W połowie placówek ten czas jest krótszy niż tydzień, jednak prawie w jednej czwartej gabinetów kobiety w ciąży muszą czekać miesiąc i dłużej - podkreśla Małgorzata Darmas współautorka raportu. Dodaje też, że jedną z propozycji rozwiązania tego problemu jest prowadzenie ciąży przez położną. Na razie jednak takie usługi nie są refundowane.

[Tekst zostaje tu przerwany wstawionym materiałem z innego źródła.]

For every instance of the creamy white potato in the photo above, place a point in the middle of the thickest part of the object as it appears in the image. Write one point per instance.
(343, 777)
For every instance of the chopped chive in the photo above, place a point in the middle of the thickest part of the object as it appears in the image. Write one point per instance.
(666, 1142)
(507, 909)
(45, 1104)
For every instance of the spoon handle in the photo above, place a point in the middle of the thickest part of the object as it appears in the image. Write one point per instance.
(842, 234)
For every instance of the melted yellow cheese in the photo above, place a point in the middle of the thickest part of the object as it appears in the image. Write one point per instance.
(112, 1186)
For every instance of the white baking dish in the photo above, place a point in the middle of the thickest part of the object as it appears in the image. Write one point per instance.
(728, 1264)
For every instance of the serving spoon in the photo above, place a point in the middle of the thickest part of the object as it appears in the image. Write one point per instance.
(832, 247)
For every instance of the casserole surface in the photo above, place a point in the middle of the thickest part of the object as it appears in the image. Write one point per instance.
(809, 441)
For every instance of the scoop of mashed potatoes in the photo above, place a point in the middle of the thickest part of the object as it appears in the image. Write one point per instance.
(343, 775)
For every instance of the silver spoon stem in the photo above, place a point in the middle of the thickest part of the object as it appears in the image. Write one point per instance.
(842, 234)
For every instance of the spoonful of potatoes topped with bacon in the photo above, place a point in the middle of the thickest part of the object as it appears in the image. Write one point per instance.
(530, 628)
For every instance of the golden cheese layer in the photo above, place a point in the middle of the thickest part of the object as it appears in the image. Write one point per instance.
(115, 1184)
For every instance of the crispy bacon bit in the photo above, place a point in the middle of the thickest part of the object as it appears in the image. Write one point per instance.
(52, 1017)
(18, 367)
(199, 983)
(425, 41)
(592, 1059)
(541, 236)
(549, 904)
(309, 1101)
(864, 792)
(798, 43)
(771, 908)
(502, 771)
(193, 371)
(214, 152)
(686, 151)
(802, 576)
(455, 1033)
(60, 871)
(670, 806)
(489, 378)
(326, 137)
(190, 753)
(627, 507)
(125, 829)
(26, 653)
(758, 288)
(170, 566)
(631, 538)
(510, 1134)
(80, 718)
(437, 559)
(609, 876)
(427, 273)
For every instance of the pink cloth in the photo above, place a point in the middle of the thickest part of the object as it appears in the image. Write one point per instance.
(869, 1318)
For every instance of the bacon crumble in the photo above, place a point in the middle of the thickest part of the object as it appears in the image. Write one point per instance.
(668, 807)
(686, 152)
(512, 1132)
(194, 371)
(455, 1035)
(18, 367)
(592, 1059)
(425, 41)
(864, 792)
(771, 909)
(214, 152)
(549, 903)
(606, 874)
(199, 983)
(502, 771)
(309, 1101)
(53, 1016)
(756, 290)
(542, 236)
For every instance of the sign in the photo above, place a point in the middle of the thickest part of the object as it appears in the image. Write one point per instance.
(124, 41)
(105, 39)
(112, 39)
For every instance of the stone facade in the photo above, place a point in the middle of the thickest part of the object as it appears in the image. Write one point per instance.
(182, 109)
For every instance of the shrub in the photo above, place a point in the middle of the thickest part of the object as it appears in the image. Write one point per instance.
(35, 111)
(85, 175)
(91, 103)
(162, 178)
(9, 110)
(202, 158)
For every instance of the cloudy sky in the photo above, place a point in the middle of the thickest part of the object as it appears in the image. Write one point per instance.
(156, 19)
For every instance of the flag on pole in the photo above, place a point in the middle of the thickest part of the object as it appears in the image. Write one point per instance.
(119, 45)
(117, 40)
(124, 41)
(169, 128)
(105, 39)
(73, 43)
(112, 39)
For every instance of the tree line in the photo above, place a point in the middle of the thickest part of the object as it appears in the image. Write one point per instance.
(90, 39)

Dyrektor departamentu matki i dziecka w ministerstwie zdrowia Dagmara Korbasińska podkreśla, że kobiety w czasie ciąży, porodu, połogu oraz dzieci do 18 roku życia mają prawo do świadczeń zdrowotnych finansowanych ze środków publicznych.
Z raportu wynika jednak, że ponad połowa placówek błędnie interpretuje te przepisy, niesłusznie domagając się do kobiet potwierdzenia ubezpieczenia, albo badań czy innych dokumentów - zwraca uwagę Daria Omulecka.
Długie kolejki do ginekologów w publicznych placówkach sprawiają, że wiele kobiet szuka pomocy w prywatnych gabinetach. Prawie połowa ciąż jest prowadzona przez lekarzy, którzy przyjmują prywatnie.